Twilight floated up in a lavender blur. "Rarity senses something!"

"I just said that, darling!"

"But I wanted to make sure that Rainbow knew—"

"Well, she's hearing it from the fabulous source, is she not?!"

"Girls, just—" Rainbow held a hoof up, sighing. "Get to the point. Rarity, what are you sensing?"

Wildcard looked over, goggles rattling.

"Grfff... sorry, Rainbow..." Rarity rubbed her temple. "The shouting is... g-getting to me. Ahem." She floated upright, proudly. "But never mind that! You must see this!"

"See what?"

"Come!" Pinkie shouted cheerfully from a distance. "Come gander with us ganderoos!"

Rainbow simply... fell. She allowed gravity to carry her after her descending companions.

Slightly alarmed, Wildcard drifted speedily after her. Followed by a curious Ariel.

"Uhm... what are we plummeting for?" the pegasus mare droned.


After half-a-minute, Rainbow joined her friends where they had formed a ghostly circle around a rusted object leaning against one of the many jagged stalagmites.

"Whew-wee...!" Applejack was scratching her blonde head. "If that sure doesn't stand out!"

"I wonder how long it's been resting here," Fluttershy murmured.
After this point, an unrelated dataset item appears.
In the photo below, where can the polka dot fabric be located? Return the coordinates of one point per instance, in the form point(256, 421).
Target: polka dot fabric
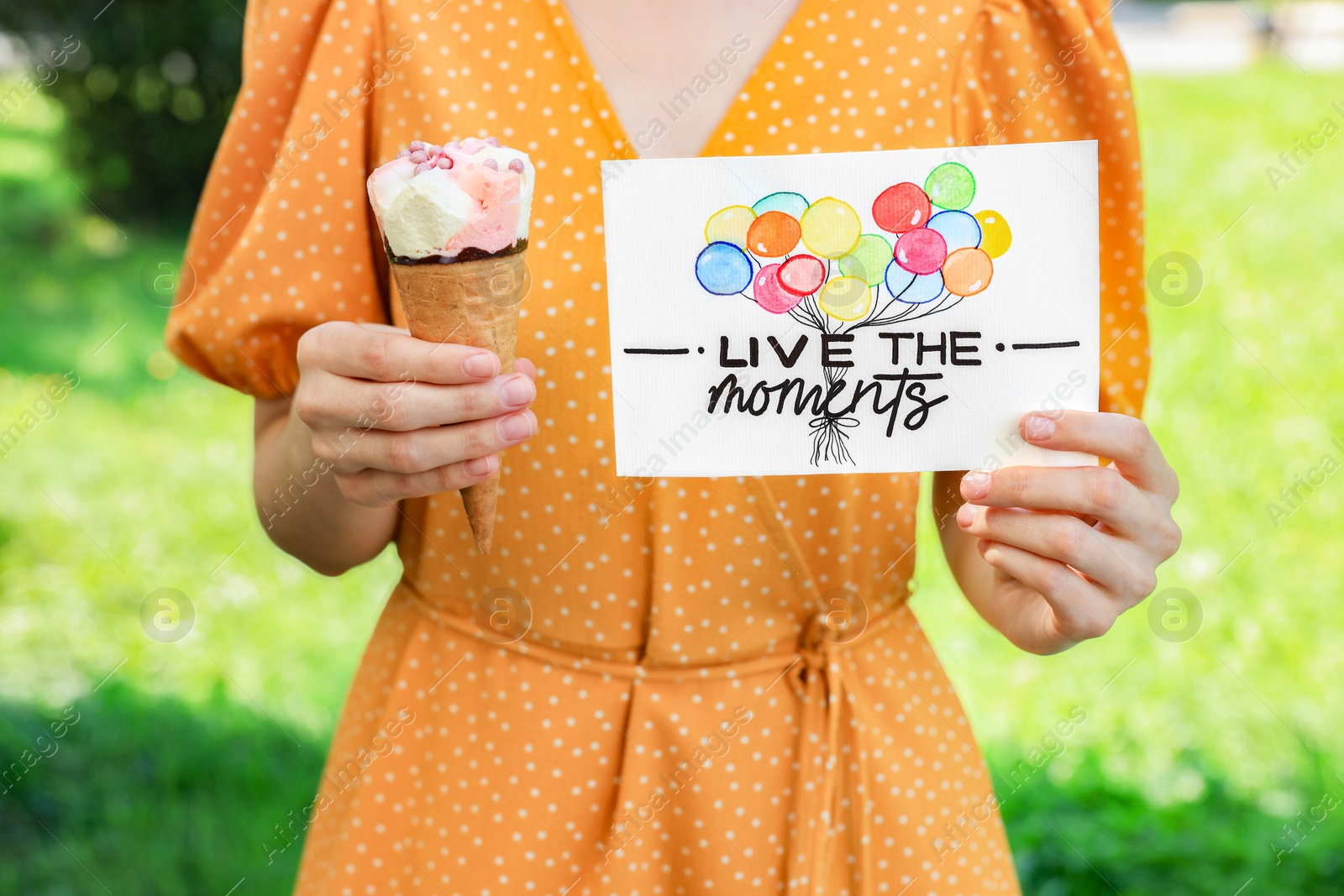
point(679, 716)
"Probably a super-duper-ultra long time!" Pinkie exclaimed.

"Poor little thing..."

Twilight muttered, "It's made of metal, Fluttershy. It's not alive. It never was."
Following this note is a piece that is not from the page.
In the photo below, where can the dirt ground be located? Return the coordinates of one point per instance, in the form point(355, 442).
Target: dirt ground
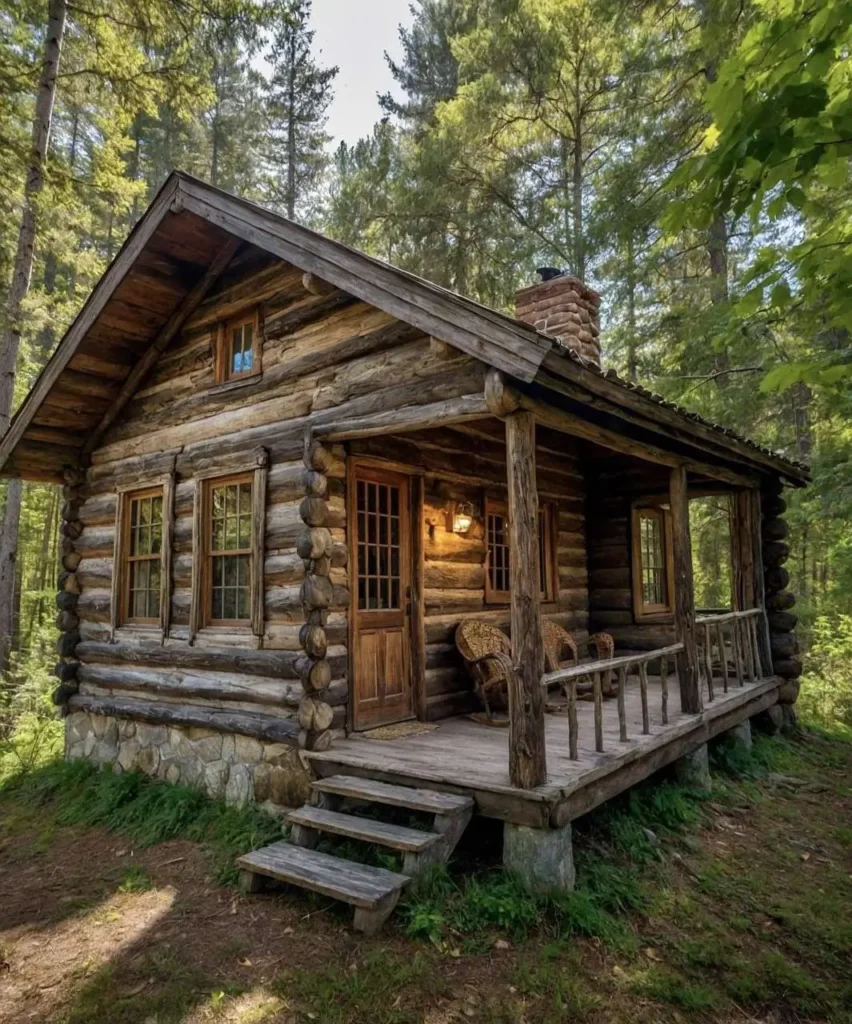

"Sorry. Just..." Fluttershy shuddered. "This landscape has been so dead and desolate since we arrived at the edge. I guess I'm getting desperate for a critter or two to sense..."
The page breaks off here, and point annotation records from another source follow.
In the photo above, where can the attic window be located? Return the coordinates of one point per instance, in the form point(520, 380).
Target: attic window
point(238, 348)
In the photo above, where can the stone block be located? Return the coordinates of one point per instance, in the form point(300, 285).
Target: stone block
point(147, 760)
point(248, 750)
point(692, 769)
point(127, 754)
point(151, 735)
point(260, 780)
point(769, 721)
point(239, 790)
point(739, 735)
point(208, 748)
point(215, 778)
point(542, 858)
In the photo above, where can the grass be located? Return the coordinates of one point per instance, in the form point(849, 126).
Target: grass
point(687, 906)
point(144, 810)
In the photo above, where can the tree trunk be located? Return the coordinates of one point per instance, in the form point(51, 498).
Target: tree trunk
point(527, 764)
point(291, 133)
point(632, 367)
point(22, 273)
"Uh, Rainbow?" Ariel landed behind along with Wildcard. "What are we looking at?"

"That's a... very good question." Rainbow Dash trotted towards the object. Seraphimus' shouts echoed in the distance, and they caused a slight ringing sound to emanate from the hollow of a fallen sphere. The two rounded edges yawned open, spilling out metal wires and filaments that had partially-disentegrated over time.

Wildcard cocked his head from side to side with avian scrutiny. His goggles reflected loops of copper fitted into an iron stalk.

"Can't say it's the prettiest doodad I ever laid eyes on," Applejack said. She turned to face Rainbow with a smug grin. "What do you suppose it could be?"

"Better yet..." Twilight squinted. "Who left it here?" She tilted her head up. "Maybe it's a remnant of the Darkreach expedition?"

"That seems rather obvious," Rainbow spoke in a low tone, pacing slowly around the object. "But... I can't shake the feeling that I've... seen this sort of a thing before."

"We both did, darling," Rarity said. She winced slightly from Seraphimus' screams but continued: "Back on the plateau. By the lookout tower."

"Oh yes!" Fluttershy nodded. "There were pieces of similar spheres lying around! Remember?"

"No... that's not the reason," Rainbow said. "I've seen these machines zipping around before."

"What, Rainbow?" Ariel trotted up, leaning over her shoulder. "What is this thing?"

Rainbow exhaled, her tail flicking. "It's Darkstinian."